Although Davis saw little or nothing of the general out of hours, according to a friendly diarist he spent a pleasant week as the former governor’s house guest, “Beauregard, Rhetts, Jordan to the contrary notwithstanding.… Mr Aiken’s perfect old Carolina style of living delighted him,” the diarist noted, not only because of “those old grey-haired darkies and their automatic, noiseless perfection of training,” but also because it afforded him the leisure, while resting from the rigors of his journey, to hear firsthand accounts of the unsuccessful but persistent siege-in-progress. Gillmore had resumed his bombardment from Cummings Point a week ago, on October 26, and while at first it had been as furious as before, it presently slacked off to an intermittent shelling. An occasional big incendiary projectile was flung at Charleston, but mostly he concentrated his attention on Sumter, chipping away at the upper casemates until it began to seem to observers that
the fort, daily reduced in height as debris from the ramparts slid down the outer walls, was sinking slowly beneath the choppy surface of the harbor. The defenders were on the alert for another small-boat assault, but none was attempted; Gillmore and Dahlgren, it was said, were unwilling to risk a recurrence of the previous fiasco, though each kept insisting that the other should try his hand at reducing the ugly thing. To the Confederates, however, the squat, battered pentagon was a symbol of their long-odds resistance, and as such it took on a strange beauty.

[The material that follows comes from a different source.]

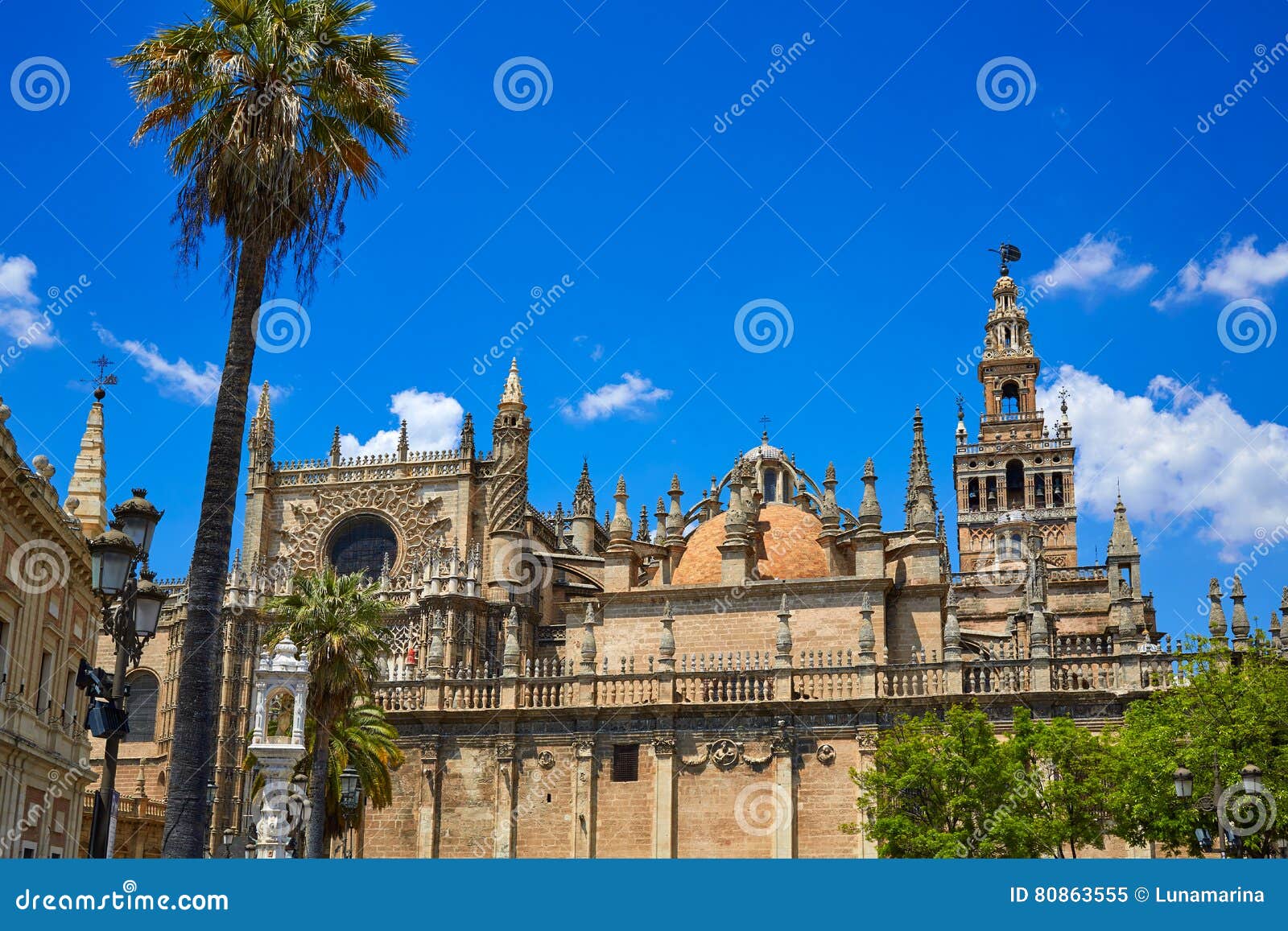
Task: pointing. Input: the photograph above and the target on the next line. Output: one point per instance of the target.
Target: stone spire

An engineer captain wrote home of the feelings aroused by the sight of its rugged outline against the night sky, lanterns gleaming in unseen hands as work crews piled sandbags on the rubble, sentinels huddled for warmth over small fires in the casemates. “That ruin is beautiful,” he declared, and added: “But it is more than this, it is emblematic also.… Is it not in some respects an image of the human soul, once ruined by the fall, yet with gleams of beauty and energetic striving after strength, surrounded by dangers and watching, against its foes?”